Paul Rucker is a visual artist, composer and musician who combines live performance, sound, original compositions and visual arts. The product of a rich interactive process, his work investigates community impacts, human rights issues, historical research and basic human emotions of a particular subject matter. Much of his work focuses on the prison-industrial complex and the many issues accompanying incarceration in its relationship to slavery. He has presented performances and visual art exhibitions across the country, including in schools, active prisons and inactive prisons like Alcatraz.

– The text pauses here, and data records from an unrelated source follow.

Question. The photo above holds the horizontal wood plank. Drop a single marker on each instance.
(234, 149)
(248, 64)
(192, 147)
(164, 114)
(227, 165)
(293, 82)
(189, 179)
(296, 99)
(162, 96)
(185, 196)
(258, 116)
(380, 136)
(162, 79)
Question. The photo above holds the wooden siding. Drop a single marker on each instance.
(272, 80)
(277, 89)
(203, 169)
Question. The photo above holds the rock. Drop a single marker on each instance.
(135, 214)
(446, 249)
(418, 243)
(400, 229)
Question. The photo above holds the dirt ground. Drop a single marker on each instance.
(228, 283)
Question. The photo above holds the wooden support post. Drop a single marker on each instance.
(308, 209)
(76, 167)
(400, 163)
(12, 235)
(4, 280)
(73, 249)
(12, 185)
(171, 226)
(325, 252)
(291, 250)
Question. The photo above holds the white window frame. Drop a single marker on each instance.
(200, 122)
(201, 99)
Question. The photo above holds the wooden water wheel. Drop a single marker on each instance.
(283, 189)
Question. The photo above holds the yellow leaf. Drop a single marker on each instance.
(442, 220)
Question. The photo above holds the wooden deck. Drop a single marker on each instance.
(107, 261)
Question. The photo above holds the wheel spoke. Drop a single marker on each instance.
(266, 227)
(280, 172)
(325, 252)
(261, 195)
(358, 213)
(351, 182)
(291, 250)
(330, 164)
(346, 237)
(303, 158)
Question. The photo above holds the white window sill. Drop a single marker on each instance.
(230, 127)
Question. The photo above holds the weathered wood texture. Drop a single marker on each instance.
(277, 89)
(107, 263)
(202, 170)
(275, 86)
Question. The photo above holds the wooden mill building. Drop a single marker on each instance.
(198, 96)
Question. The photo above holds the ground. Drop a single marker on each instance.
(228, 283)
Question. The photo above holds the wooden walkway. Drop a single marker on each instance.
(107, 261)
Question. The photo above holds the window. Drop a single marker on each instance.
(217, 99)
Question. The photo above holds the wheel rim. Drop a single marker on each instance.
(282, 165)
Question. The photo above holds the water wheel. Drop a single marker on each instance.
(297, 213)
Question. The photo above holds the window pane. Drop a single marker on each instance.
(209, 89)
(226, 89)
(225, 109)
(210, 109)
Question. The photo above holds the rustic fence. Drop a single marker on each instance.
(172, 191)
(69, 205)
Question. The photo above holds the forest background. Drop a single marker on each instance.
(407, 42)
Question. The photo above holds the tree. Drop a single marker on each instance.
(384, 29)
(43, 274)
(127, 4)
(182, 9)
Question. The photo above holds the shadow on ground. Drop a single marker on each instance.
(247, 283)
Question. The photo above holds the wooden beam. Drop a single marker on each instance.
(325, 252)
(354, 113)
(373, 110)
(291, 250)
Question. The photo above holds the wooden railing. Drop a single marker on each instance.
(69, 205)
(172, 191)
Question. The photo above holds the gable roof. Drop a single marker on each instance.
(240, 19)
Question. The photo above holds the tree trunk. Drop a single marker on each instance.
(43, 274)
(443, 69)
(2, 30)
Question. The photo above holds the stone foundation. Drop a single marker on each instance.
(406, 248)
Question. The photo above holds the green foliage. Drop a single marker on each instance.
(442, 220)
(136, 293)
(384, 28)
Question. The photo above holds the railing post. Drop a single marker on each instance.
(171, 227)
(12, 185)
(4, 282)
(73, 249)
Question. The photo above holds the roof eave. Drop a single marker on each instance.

Rucker's installation REWIND garnered much praise and acclaim, including "Best Artist 2015" from Baltimore Magazine, "Best Solo Show 2015" and "#1 Art Show of 2015" from Baltimore City Paper, reviews by the Huffington Post, Artnet News, Washington Post, The Root and The Real News Network. He has received numerous grants, awards and residencies for visual art and music. He is a 2012 Creative Capital Grantee in visual art as well as a 2014, 2018, 2019 MAP (Multi-Arts Production) Fund Grantee for performance. In 2015, he received a prestigious Joan Mitchell Painters and Sculptors Grant as well as the Mary Sawyer Baker Award. In 2016, he received the Rauschenberg Artist as Activist fellowship and the Smithsonian Artist Research Fellowship, for which he is the first artist in residence at the new National Museum of African American Culture.

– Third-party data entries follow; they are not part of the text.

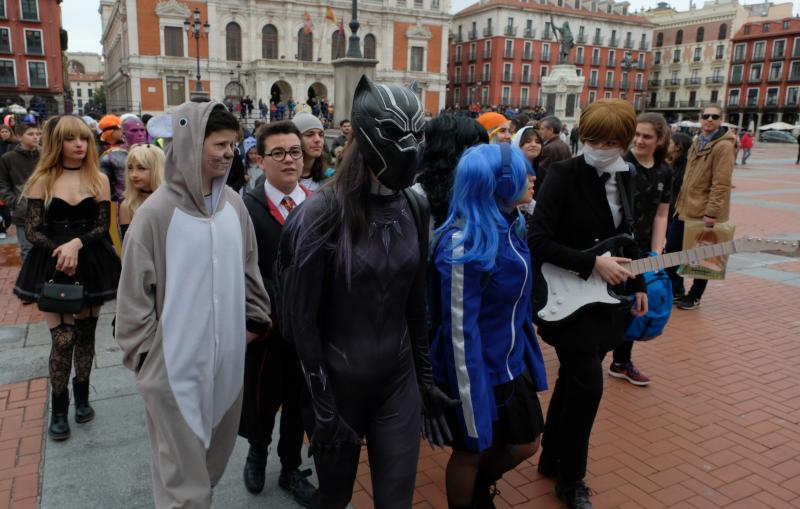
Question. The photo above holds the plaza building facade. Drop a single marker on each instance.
(32, 42)
(267, 50)
(501, 49)
(692, 51)
(85, 73)
(764, 79)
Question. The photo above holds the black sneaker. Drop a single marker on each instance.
(688, 303)
(296, 482)
(575, 495)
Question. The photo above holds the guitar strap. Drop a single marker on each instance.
(627, 202)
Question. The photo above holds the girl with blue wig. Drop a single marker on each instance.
(484, 350)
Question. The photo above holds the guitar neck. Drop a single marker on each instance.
(654, 263)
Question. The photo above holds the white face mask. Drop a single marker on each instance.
(600, 158)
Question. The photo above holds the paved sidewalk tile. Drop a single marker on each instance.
(22, 409)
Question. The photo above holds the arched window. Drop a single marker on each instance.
(305, 45)
(337, 45)
(269, 42)
(233, 41)
(369, 46)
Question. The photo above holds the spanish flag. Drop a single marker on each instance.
(329, 15)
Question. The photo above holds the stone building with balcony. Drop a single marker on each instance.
(500, 50)
(32, 45)
(268, 50)
(692, 52)
(764, 78)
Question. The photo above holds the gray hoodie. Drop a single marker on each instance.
(190, 286)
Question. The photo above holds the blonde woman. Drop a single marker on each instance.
(144, 172)
(67, 223)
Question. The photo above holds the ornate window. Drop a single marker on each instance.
(269, 42)
(233, 41)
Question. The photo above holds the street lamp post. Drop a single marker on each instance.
(197, 29)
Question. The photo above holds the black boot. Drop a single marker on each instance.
(59, 425)
(255, 468)
(296, 482)
(83, 410)
(484, 492)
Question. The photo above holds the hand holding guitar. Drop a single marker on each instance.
(610, 269)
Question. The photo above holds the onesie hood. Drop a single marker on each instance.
(183, 164)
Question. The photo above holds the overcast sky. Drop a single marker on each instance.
(82, 20)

Rucker's residencies include MacDowell Colony, Blue Mountain Center, Ucross Foundation, Art OMI, Banff Centre, Pilchuck Glass School, Rauschenberg Residency, Joan Mitchell Residency, Loghave, Montalvo, Hermitage, Hemera Artist Retreat, Air Serembe, Creative Alliance and the Rockefeller Foundation Study Center in Bellagio, Italy. In 2013-2015, he was the Robert W. Deutsch Foundation Artist in Residence and Research Fellow at the Maryland Institute College of Art. He was also awarded a 2017 John Simon Guggenheim Fellowship, a 2018 TED Fellowship and the 2018 Arts Innovator Award from the Dale and Leslie Chihuly Foundation and Artist Trust.
Rucker is an iCubed Research Fellow embedded at the Institute for Contemporary Art at Virginia Commonwealth University in Richmond, Virginia.

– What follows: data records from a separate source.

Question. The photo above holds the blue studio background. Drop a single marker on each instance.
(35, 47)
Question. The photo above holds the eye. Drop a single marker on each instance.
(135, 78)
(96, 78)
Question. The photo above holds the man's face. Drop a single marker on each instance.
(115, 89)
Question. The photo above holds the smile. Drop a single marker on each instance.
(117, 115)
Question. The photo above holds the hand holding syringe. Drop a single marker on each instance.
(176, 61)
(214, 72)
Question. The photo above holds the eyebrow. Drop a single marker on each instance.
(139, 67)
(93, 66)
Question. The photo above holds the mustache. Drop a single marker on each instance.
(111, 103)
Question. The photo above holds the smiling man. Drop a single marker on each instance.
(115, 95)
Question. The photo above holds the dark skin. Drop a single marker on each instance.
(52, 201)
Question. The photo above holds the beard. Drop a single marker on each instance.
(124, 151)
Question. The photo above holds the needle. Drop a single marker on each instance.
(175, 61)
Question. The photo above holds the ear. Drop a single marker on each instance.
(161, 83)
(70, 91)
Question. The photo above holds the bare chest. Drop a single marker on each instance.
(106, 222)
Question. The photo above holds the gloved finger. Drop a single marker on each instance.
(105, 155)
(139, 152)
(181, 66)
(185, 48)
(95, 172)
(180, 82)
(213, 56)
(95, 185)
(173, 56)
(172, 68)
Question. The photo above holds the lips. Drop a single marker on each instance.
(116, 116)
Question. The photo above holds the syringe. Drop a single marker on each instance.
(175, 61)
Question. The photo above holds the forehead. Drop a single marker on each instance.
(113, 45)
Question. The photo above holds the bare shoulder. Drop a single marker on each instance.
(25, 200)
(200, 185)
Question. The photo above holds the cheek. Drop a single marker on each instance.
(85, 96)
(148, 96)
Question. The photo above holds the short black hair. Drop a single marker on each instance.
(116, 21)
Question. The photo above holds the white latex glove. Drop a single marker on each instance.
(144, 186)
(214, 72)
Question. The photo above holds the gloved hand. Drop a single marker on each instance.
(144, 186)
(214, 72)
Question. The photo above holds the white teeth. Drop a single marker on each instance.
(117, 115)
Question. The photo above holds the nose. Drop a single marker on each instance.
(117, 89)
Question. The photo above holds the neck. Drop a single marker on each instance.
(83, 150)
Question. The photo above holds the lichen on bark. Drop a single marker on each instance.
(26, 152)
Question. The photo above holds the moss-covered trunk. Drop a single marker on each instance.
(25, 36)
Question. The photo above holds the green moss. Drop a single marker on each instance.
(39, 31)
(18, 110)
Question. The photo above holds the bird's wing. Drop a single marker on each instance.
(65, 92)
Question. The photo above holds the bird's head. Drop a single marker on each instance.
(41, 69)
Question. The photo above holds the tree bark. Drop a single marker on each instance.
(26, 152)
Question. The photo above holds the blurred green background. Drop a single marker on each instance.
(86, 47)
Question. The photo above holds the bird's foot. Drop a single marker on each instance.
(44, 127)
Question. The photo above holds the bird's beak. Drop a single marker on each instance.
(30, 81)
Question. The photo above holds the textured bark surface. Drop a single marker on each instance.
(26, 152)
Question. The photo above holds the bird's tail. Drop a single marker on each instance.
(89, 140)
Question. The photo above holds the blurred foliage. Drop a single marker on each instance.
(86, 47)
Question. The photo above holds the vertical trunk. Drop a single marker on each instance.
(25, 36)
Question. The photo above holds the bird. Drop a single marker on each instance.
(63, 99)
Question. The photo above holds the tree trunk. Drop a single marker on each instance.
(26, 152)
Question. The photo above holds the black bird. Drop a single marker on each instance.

Dr. Edsel Salvaña discovered that the driving force behind a new AIDS epidemic in the Philippines is the entry and spread of a deadlier strain of HIV -- a situation that can easily occur anywhere in the world.
Salvaña is an infectious disease specialist, molecular epidemiologist and the director of the Institute of Molecular Biology and Biotechnology at the National Institutes of Health at the University of the Philippines in Manila. He uses next-generation sequencing to study HIV viral diversity and superinfection. He looks at how HIV develops drug resistance to better understand why the Philippines suddenly has the fastest growing HIV epidemic in Asia and why HIV treatment that works well in developed countries is failing on emerging HIV strains in the country. He trains doctors in infectious diseases, and supervises the care of several thousand HIV patients at the Philippine General Hospital. He has been a national force in the formulation of HIV treatment guidelines, campaigning against stigma, and raising awareness.
Salvaña's advocacy work has been featured in Science, and he has been recognized with numerous national and international awards including the "Ten Outstanding Young Persons of the World" from JCI International and the Young Physician Leader Award from the Interacademy Medical Panel of the World Academy of Sciences. He was named a TED Fellow in 2017.